Agreed, and why I wasn't talking about protoypes. The point of prototypes is to see what works and what doesn't. Heavy testing would be done in house, but once a product is satisfactory to its creator(s) it then goes out for real world testing; prior to production, hence a pre-production model and not a prototype. It's the same concept behind Developer Previews for Doors CS and other major release software. Camera manufacturers do it also; sending a camera to sports, wildlife and portrait photographers alike to get feedback. After the field testing is completed, changes may be made and production begins or the product is released.

Just imagine if TI decided to turn their calculators around 90 degrees, having the keypad to the left or right of the screen instead of underneath. Then pushed millions of calculators through the production line only to have negative comments. If they released prototypes under a NDA contract, that situation has the potential to be averted.

Since in-house, it seemed logical (for what ever reason) but in the real world proved to be cumbersome and in-adequate, so the design was changed or at least altered to work better.
comicIDIOT wrote:
Ashbad wrote:
I'd say the two reasons that you would have possession of a prototype or the like would be due to carelessness and/or stupidity.
Agreed, and why I wasn't talking about protoypes. The point of prototypes is to see what works and what doesn't. Heavy testing would be done in house, but once a product is satisfactory to its creator(s) it then goes out for real world testing; prior to production, hence a pre-production model and not a prototype. It's the same concept behind Developer Previews for Doors CS and other major release software. Camera manufacturers do it also; sending a camera to sports, wildlife and portrait photographers alike to get feedback. After the field testing is completed, changes may be made and production begins or the product is released.
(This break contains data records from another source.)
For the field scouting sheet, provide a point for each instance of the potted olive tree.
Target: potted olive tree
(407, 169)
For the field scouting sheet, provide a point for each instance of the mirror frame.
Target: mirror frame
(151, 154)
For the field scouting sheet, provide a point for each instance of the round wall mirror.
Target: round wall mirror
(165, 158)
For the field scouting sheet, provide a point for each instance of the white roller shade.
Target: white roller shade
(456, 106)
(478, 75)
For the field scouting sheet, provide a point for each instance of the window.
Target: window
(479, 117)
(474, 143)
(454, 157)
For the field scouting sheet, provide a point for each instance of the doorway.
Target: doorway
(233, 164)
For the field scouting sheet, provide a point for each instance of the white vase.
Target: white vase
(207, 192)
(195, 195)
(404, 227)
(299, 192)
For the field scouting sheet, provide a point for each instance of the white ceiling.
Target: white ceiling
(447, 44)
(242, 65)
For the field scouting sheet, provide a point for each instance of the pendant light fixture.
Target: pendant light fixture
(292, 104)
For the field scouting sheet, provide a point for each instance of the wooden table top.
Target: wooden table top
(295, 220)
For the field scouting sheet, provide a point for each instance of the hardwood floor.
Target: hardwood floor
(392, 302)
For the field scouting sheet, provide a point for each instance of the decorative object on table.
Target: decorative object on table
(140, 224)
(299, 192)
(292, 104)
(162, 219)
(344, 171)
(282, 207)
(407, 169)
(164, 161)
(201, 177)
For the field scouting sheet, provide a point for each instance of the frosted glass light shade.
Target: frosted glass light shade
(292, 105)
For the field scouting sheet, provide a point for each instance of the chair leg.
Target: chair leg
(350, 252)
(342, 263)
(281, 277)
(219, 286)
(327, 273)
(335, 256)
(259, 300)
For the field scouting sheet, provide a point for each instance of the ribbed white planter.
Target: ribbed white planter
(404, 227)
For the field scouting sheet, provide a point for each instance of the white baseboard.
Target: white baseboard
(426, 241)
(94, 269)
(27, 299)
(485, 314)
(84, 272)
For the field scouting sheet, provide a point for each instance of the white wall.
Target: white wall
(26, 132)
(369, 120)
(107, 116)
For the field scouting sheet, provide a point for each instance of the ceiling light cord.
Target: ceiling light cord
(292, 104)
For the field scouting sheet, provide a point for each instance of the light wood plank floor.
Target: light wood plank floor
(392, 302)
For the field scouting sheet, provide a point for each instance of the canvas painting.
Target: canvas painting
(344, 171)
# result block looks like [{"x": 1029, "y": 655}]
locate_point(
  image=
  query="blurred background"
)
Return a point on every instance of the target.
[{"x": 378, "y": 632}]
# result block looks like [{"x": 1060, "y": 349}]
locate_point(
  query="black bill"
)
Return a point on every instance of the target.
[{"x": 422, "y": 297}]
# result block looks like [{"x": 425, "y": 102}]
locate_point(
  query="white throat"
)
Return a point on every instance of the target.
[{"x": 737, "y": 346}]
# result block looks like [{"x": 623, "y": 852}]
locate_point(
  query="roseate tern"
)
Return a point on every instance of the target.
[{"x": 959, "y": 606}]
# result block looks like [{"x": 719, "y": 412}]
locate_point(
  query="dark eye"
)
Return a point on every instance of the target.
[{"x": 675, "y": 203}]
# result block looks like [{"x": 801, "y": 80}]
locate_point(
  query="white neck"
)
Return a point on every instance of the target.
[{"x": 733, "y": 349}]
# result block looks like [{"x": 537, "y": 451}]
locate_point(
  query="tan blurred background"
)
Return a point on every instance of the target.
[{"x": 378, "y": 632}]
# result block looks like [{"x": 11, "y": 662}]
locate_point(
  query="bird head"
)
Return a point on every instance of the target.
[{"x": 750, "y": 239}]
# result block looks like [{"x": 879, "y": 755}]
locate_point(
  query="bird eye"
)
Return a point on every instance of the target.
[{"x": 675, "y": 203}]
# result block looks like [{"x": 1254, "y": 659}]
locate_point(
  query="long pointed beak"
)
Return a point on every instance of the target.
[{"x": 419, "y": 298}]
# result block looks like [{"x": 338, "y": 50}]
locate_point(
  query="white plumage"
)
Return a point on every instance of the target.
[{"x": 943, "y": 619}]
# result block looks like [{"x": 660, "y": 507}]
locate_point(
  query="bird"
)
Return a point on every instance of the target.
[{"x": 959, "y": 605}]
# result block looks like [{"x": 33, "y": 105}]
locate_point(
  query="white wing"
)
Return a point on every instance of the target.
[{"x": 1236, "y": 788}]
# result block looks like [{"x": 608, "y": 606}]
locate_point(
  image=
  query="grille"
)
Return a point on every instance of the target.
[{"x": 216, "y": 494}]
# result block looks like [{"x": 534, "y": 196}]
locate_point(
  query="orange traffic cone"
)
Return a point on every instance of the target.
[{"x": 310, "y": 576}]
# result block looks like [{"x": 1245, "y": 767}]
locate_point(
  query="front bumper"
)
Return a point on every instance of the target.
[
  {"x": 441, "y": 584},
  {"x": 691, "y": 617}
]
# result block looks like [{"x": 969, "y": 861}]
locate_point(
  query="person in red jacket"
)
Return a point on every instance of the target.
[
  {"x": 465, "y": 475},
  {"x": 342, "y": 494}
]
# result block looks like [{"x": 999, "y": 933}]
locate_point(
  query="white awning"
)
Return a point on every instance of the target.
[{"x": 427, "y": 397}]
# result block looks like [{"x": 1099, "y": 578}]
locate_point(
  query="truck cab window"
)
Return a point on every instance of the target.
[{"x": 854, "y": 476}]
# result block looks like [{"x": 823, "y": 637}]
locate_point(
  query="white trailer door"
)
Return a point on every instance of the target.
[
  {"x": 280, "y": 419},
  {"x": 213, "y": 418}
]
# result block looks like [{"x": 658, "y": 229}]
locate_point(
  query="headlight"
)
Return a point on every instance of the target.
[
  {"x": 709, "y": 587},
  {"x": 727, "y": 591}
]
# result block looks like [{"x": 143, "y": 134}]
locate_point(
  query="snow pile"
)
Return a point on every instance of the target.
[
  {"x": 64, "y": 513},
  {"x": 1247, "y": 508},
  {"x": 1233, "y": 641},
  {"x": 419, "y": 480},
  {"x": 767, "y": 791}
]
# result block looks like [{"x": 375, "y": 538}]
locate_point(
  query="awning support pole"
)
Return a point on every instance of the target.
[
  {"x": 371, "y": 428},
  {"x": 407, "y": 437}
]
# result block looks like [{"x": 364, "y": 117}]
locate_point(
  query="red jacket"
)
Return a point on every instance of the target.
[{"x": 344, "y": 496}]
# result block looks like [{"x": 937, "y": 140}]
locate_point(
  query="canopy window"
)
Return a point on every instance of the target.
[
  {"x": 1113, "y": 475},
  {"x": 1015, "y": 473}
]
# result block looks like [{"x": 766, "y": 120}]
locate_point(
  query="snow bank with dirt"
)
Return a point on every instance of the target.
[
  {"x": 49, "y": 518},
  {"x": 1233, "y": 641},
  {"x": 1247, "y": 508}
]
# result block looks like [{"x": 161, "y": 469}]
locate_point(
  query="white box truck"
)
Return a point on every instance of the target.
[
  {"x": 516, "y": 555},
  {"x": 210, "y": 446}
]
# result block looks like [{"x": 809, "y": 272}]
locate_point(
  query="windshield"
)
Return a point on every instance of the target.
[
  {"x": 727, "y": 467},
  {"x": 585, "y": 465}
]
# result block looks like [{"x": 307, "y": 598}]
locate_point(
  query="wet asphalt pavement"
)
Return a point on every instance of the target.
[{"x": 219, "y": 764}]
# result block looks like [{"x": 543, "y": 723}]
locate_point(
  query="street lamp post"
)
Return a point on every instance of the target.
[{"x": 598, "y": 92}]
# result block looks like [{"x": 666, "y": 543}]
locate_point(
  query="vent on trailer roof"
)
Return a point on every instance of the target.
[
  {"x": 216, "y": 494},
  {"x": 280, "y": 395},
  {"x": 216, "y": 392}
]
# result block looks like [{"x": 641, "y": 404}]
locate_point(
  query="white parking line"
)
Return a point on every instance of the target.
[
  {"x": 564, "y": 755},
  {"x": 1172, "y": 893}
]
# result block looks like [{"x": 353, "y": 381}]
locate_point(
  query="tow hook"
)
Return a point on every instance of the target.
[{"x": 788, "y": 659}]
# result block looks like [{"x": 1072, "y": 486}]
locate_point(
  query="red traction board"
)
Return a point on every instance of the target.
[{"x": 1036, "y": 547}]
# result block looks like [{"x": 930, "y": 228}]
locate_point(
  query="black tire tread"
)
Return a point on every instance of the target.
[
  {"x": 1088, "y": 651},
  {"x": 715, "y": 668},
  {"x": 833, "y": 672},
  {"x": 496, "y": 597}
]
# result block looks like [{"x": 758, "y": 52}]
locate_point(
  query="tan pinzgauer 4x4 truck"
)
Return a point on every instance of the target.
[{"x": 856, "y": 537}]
Just imagine if TI decided to turn their calculators around 90 degrees, having the keypad to the left or right of the screen instead of underneath. Then pushed millions of calculators through the production line only to have negative comments. If they released prototypes under a NDA contract, that situation has the potential to be averted.

Since in-house, it seemed logical (for what ever reason) but in the real world proved to be cumbersome and in-adequate, so the design was changed or at least altered to work better.


Ah, I guess I confused "prototypes" and "pre-production models". My bad.

Yeah, I guess they would be stupid to not produce pre-production models.